DeepBundle: Fiber Bundle Parcellation with Graph Convolution Neural Networks
Liu, Feihong, Feng, Jun, Chen, Geng, Wu, Ye, Hong, Yoonmi, Yap, Pew-Thian, Shen, Dinggang
Parcellation of whole-brain tractography streamlines is an important step for tract-based analysis of brain white matter microstructure. Existing fiber parcellation approaches rely on accurate registration between an atlas and the tractograms of an individual, however, due to large individual differences, accurate registration is hard to guarantee in practice.
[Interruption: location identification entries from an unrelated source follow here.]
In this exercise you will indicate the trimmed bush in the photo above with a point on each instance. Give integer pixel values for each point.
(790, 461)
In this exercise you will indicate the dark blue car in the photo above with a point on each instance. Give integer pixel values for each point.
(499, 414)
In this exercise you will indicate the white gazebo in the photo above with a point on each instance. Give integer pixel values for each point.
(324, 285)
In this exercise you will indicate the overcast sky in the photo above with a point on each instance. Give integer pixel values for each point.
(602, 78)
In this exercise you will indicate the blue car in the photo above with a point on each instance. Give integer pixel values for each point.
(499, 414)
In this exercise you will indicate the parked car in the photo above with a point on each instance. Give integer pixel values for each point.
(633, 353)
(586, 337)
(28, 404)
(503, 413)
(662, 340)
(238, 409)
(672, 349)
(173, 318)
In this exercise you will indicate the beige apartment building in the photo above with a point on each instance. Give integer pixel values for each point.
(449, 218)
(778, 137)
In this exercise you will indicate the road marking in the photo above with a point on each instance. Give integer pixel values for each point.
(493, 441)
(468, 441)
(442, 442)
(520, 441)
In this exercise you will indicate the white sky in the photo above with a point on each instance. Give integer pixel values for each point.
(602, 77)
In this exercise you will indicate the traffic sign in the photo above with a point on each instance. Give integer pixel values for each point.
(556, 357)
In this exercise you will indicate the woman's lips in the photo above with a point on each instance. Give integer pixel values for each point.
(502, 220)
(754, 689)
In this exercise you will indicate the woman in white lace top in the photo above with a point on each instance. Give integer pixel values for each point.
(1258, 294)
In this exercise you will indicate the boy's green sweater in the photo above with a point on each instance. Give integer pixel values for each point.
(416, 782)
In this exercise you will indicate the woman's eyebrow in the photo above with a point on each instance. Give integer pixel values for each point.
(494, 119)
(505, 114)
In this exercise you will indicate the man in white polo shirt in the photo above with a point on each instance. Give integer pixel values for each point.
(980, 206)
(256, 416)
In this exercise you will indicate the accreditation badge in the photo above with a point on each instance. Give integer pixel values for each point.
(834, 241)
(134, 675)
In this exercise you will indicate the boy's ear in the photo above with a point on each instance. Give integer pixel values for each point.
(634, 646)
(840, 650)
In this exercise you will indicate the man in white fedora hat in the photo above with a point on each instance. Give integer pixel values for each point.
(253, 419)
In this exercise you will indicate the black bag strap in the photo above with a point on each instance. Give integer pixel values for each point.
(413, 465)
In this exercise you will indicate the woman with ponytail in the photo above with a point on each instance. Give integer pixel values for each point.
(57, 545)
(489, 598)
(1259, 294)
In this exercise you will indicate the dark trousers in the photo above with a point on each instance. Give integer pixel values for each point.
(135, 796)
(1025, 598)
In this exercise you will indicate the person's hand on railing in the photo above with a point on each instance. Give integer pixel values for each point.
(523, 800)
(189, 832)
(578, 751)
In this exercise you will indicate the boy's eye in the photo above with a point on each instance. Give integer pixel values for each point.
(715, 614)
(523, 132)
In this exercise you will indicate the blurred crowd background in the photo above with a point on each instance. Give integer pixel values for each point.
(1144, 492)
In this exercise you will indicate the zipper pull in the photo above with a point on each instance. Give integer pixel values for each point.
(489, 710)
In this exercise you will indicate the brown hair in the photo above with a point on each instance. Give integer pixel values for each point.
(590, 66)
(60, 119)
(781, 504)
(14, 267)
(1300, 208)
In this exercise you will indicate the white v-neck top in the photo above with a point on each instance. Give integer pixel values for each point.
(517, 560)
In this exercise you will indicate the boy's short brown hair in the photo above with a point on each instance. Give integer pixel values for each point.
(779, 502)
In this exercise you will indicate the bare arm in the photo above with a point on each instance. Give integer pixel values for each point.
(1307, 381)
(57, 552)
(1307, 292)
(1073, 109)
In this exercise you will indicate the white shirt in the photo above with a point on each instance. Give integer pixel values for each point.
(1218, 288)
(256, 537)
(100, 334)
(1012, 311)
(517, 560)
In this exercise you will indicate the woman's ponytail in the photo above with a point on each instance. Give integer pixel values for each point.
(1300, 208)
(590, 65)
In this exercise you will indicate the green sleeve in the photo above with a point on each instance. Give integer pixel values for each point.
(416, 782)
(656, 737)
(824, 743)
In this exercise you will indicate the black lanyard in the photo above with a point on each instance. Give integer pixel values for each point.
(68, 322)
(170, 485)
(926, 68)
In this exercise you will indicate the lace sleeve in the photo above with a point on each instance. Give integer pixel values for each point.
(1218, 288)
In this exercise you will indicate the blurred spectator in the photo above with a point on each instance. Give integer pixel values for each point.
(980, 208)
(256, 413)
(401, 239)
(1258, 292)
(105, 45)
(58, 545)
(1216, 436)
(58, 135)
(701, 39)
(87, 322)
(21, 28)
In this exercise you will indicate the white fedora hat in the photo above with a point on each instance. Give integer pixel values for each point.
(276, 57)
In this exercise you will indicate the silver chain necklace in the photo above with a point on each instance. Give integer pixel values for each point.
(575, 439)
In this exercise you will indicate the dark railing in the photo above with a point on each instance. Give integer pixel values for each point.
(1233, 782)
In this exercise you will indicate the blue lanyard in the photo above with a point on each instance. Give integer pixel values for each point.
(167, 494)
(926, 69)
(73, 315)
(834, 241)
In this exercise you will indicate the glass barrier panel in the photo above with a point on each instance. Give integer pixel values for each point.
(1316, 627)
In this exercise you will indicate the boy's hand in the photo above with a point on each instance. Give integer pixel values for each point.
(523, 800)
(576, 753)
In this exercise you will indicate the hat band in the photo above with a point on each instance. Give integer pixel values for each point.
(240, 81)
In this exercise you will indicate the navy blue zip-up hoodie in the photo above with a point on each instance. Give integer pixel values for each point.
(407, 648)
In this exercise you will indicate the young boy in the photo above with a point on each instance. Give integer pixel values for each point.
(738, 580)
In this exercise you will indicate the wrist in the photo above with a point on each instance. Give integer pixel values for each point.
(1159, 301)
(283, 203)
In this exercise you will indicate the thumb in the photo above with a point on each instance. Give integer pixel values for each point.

To resolve this issue, we propose a novel deep learning method, called DeepBundle, for registration-free fiber parcellation. Our method utilizes graph convolution neural networks (GCNNs) to predict the parcellation label of each fiber tract. GCNNs are capable of extracting the geometric features of each fiber tract and harnessing the resulting features for accurate fiber parcellation and ultimately avoiding the use of atlases and any registration method. We evaluate DeepBundle using data from the Human Connectome Project. Experimental results demonstrate the advantages of DeepBundle and suggest that the geometric features extracted from each fiber tract can be used to effectively parcellate the fiber tracts.